Miroslav Volf (born September 25, 1956) is a Croatian Protestant theologian and public intellectual who is often recognized as "one of the most celebrated theologians of our day".〔Rowan Williams, "Foreword" in Miroslav Volf, ''Free of Charge: Giving and Forgiving in a Culture Stripped of Grace'' (Grand Rapids, MI: Zondervan, 2005), 9.〕 Having taught at the Evangelical Theological Seminary in his native Osijek, Croatia (1979–80, 1983–90), and Fuller Theological Seminary in Pasadena, California (1990–1998), Volf currently serves as the Henry B. Wright Professor of Theology at Yale Divinity School and Director of the Yale Center for Faith and Culture.
Having received two advanced degrees under the famed German theologian Jürgen Moltmann (Dr. theol. and Dr. theol. habil.), Volf has forged a theology that has earned him the designation "a theologian of the bridge". The main thrust of his theology is to bring the reality and the shape of God's Trinitarian life and love to bear on multiple divisions in today's world—between denominations, faiths, and ethnic groups as well as between the realms of the sacred and the secular (in particular business, politics, and globalization processes).
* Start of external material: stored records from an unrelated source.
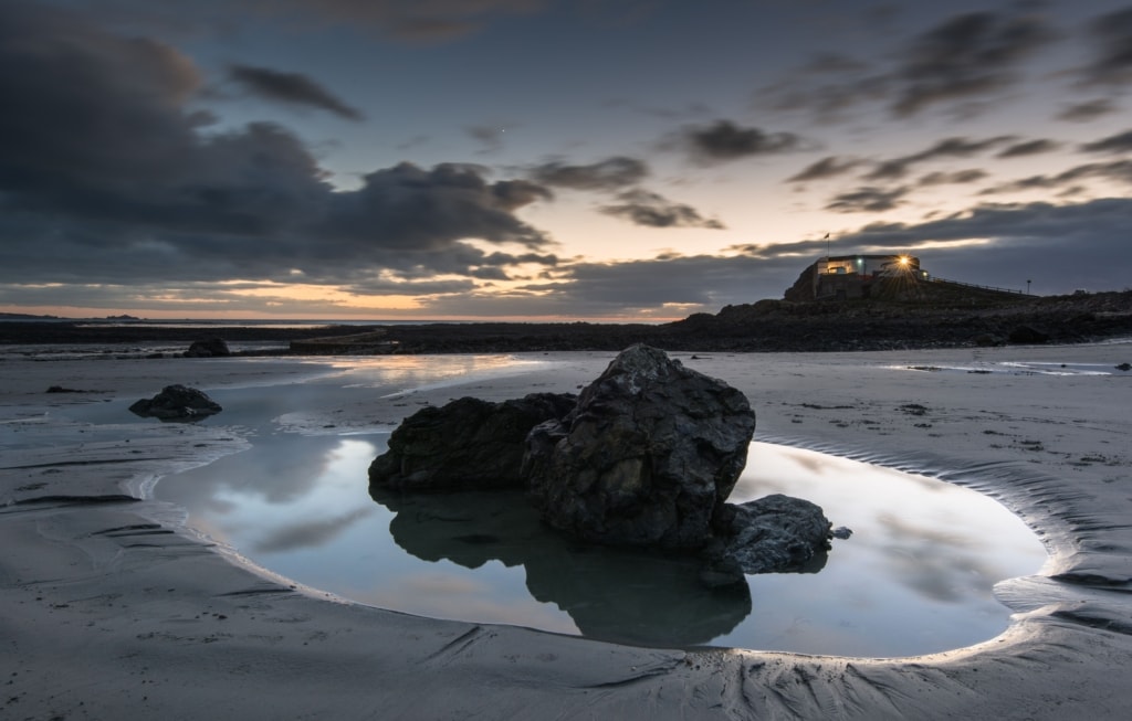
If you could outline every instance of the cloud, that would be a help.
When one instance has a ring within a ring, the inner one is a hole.
[[[568,165],[551,160],[529,170],[531,177],[542,185],[573,190],[618,190],[636,185],[649,175],[644,160],[614,156],[589,165]]]
[[[907,188],[885,190],[869,185],[835,196],[825,209],[834,212],[884,212],[901,206],[907,194]]]
[[[1081,149],[1086,153],[1129,153],[1132,150],[1132,130],[1087,142]]]
[[[543,0],[241,0],[246,9],[369,28],[409,42],[444,42],[479,32],[495,18],[528,15]]]
[[[1020,158],[1030,155],[1039,155],[1041,153],[1050,153],[1057,150],[1062,147],[1061,142],[1056,140],[1049,140],[1046,138],[1039,138],[1037,140],[1026,140],[1023,142],[1015,142],[1009,148],[1003,148],[998,151],[995,157],[998,158]]]
[[[987,176],[986,171],[970,168],[966,171],[954,171],[952,173],[928,173],[917,181],[919,185],[966,185],[975,183]]]
[[[700,211],[684,203],[672,202],[651,191],[633,189],[619,193],[621,202],[602,206],[601,212],[624,218],[635,225],[653,228],[712,228],[723,229],[726,226],[713,218],[705,218]]]
[[[912,252],[937,277],[1044,294],[1074,288],[1121,289],[1132,267],[1132,199],[1055,206],[981,206],[927,223],[874,223],[838,236],[838,253]],[[977,247],[971,244],[977,243]],[[721,254],[666,254],[627,262],[584,262],[561,267],[548,285],[531,285],[512,296],[438,298],[439,313],[532,315],[577,319],[676,316],[715,313],[722,306],[781,298],[798,273],[825,253],[821,238],[748,244]],[[1082,264],[1081,258],[1097,258]]]
[[[325,110],[346,120],[360,121],[361,111],[346,105],[329,90],[298,72],[281,72],[255,66],[229,66],[228,77],[248,93],[258,97]]]
[[[1080,70],[1082,85],[1132,82],[1132,8],[1096,18],[1089,25],[1089,40],[1094,55]]]
[[[816,163],[807,165],[799,173],[787,179],[788,183],[804,183],[815,180],[825,180],[844,175],[855,167],[860,166],[864,160],[859,158],[842,158],[835,155],[824,157]]]
[[[503,149],[504,129],[496,125],[469,125],[464,128],[468,137],[480,144],[480,154],[498,153]]]
[[[1103,115],[1110,115],[1118,110],[1120,108],[1116,103],[1112,102],[1107,97],[1103,97],[1095,101],[1086,101],[1083,103],[1070,105],[1062,110],[1062,112],[1057,113],[1057,120],[1086,123]]]
[[[761,95],[777,110],[807,111],[821,122],[873,103],[897,118],[940,106],[970,113],[1019,82],[1023,62],[1057,38],[1036,15],[967,12],[920,33],[886,63],[818,55]]]
[[[1022,287],[1029,278],[1036,293],[1062,294],[1129,287],[1129,227],[1132,199],[1107,198],[1064,206],[983,206],[918,225],[872,224],[839,243],[909,250],[938,277],[1002,287]],[[964,245],[971,242],[981,245]],[[1082,263],[1082,258],[1097,262]]]
[[[992,196],[1024,190],[1055,190],[1058,188],[1070,188],[1074,183],[1090,179],[1101,179],[1132,185],[1132,160],[1087,163],[1062,171],[1056,175],[1031,175],[1030,177],[988,188],[981,194]]]
[[[0,280],[474,276],[490,254],[469,240],[552,245],[515,215],[551,197],[537,183],[400,164],[336,191],[285,129],[213,129],[201,87],[169,45],[0,6]]]
[[[993,149],[1012,138],[1010,136],[998,136],[985,138],[983,140],[971,140],[968,138],[944,138],[935,145],[919,153],[904,155],[889,160],[882,160],[865,175],[865,180],[899,180],[906,177],[912,165],[936,158],[967,158],[985,150]]]
[[[998,92],[1015,80],[1013,68],[1056,37],[1034,16],[958,15],[904,51],[892,111],[909,116],[935,105]]]
[[[675,144],[685,147],[694,159],[704,164],[790,153],[806,147],[805,141],[794,133],[740,128],[729,120],[718,120],[710,125],[688,125],[677,133]]]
Volf won the 2002 University of Louisville and the Louisville Presbyterian Theological Seminary Grawemeyer Award in Religion and his 1996 book ''Exclusion and Embrace'' was named by ''Christianity Today'' as one of the 100 Most Influential Books of the Twentieth Century. He has also served as an advisor for the White House Office of Faith-Based and Neighborhood Partnerships and for several years co-taught a course at Yale with former British Prime Minister Tony Blair on globalization. Volf is a frequent commentator on religious and cultural issues in popular media outlets such as CNN, NPR, and Al Jazeera.
==Family and early life==
Miroslav Volf was born on September 25, 1956, in Osijek, Croatia, which was then part of the Socialist Federal Republic of Yugoslavia. At the age of five his family moved to the multicultural city of Novi Sad, Serbia (then also part of Yugoslavia), where his father became a minister for the small Pentecostal community. Growing up as part of that community, Volf lived doubly on the margins. Religiously, Osijek was predominantly Roman Catholic and Novi Sad predominantly Orthodox; in both towns, Protestants were a small minority and Pentecostals were "a minority of a minority".〔Rupert Short, ed., ''God's Advocates'' (Grand Rapids, MI: Eerdmans, 2005), 214.〕 Politically, Yugoslavia was dominated by Marxist ideology and the state was openly hostile to all religious expression; Christian ministers were particularly suspect and carefully monitored. Raised in a home marked by a deep and articulate faith, Volf was formed in a Christianity that represented a form of life foreign to the dominant culture around him. As Volf later recalled about his childhood, he did not have the luxury of "entertaining faith merely as a set of propositions that you do or don't assent to".〔Short, ''God's Advocates'', p. 215.〕 In school, especially in his early teens, the faith of his parents and their community was a heavy burden; Volf's sense of being different from his peers and from the larger culture around him caused him "almost unbearable shame" and he rebelled against faith.〔 In his mid teens, however, he had a quiet conversion. As the only openly Christian student in his high school, he had to explain why and how the Christian faith makes sense intellectually and is a salutary way of life. This was the beginning of his journey as a theologian. The experience engendered his abiding conviction that living and working on the margins may be an advantage for a theologian of a faith that itself was born on the margins.